Resource Monitoring For Remote Applications

Installing Remora

Installing Remora is not difficult; the approach is slightly different from the usual ./configure; make; make install. You also need to be aware that because Remora can provide MPI statistics, you need to build it with the intended version of MPI (i.e., don’t cross MPIs).

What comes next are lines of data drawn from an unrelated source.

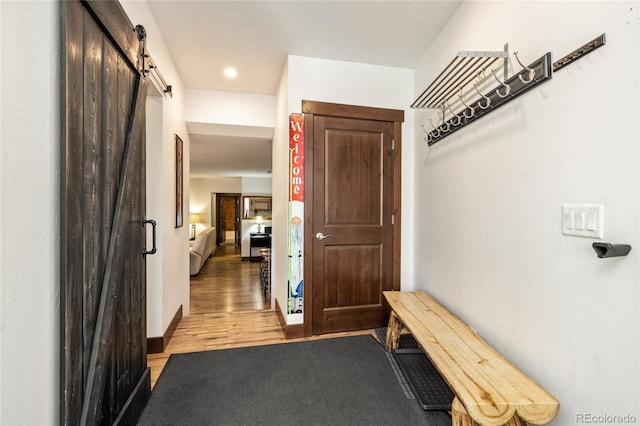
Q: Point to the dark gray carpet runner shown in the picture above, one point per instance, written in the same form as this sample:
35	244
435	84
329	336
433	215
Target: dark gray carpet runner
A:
343	381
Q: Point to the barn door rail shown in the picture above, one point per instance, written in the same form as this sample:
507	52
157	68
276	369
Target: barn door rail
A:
472	86
148	65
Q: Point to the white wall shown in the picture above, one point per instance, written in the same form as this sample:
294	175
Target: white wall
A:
236	109
353	84
29	219
488	202
280	196
171	262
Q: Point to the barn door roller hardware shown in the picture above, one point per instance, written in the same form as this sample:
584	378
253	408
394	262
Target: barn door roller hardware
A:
148	65
471	87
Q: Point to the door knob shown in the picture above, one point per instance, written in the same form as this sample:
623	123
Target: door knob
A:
320	236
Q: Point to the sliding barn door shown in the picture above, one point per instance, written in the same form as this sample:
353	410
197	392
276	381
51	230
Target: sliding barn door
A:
104	375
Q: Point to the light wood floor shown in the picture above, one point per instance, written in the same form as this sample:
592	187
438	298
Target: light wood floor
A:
226	312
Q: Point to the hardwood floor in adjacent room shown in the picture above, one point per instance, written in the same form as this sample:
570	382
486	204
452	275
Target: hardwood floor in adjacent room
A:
227	284
227	311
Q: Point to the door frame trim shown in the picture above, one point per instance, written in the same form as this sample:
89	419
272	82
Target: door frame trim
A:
310	109
216	202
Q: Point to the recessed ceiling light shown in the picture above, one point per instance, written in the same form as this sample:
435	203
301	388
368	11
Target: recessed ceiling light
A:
230	72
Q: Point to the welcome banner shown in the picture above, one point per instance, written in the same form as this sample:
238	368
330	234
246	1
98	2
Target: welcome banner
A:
296	219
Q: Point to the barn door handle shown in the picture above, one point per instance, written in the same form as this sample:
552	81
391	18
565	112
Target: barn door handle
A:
320	236
153	234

I built Remora with the command,

REMORA_INSTALL_PREFIX=/home/laytonjb/bin/remora-1.8.2 ./install.sh

which installs to a directory in my home account. If more than one user is to have access, you can install Remora in a common directory.

If you use multiple versions of MPI, you need to build Remora for each version. If you are using environment modules (e.g.,Lmod), you can write a module for Remora, so it is added to the environment when the corresponding MPI module is loaded.

Using Remora

Remora is very simple to use: Just prepend it to your original command. For example, a simple command line for application ./myapp.exe would become:

$ remora ./myapp.exe

In the case of MPI code, a command line would be something like

$ remora mpirun ... ./mpiapp.exe

if the original command was mpirun/mpiapp.exe. Notice that both commands are run as user, not root, which goes back to the design of Remora: a focus on users and providing them with useful information.

This next example is Fortran 90 code for a simple serial Poisson solver for a rectangular grid (poisson_serial.f90). Remora captures data every 10 seconds by default, so you need to adjust a few application parameters in the Fortran programfor a longer run time:

  • nx = 8000
  • ny = 8000
  • it_max = 10000
  • tolerance = 0.00004D+00

The code was compiled using GCC 7.1 and run on a four-core AMD A6-6310 laptop (Lenovo-G50-45). The output from the code and a summary from Remora are shown in Listing 1. Notice that it gives you the maximum memory used per node, as well as the run time of the application and the sampling time. It also lists the directory with the Remora output.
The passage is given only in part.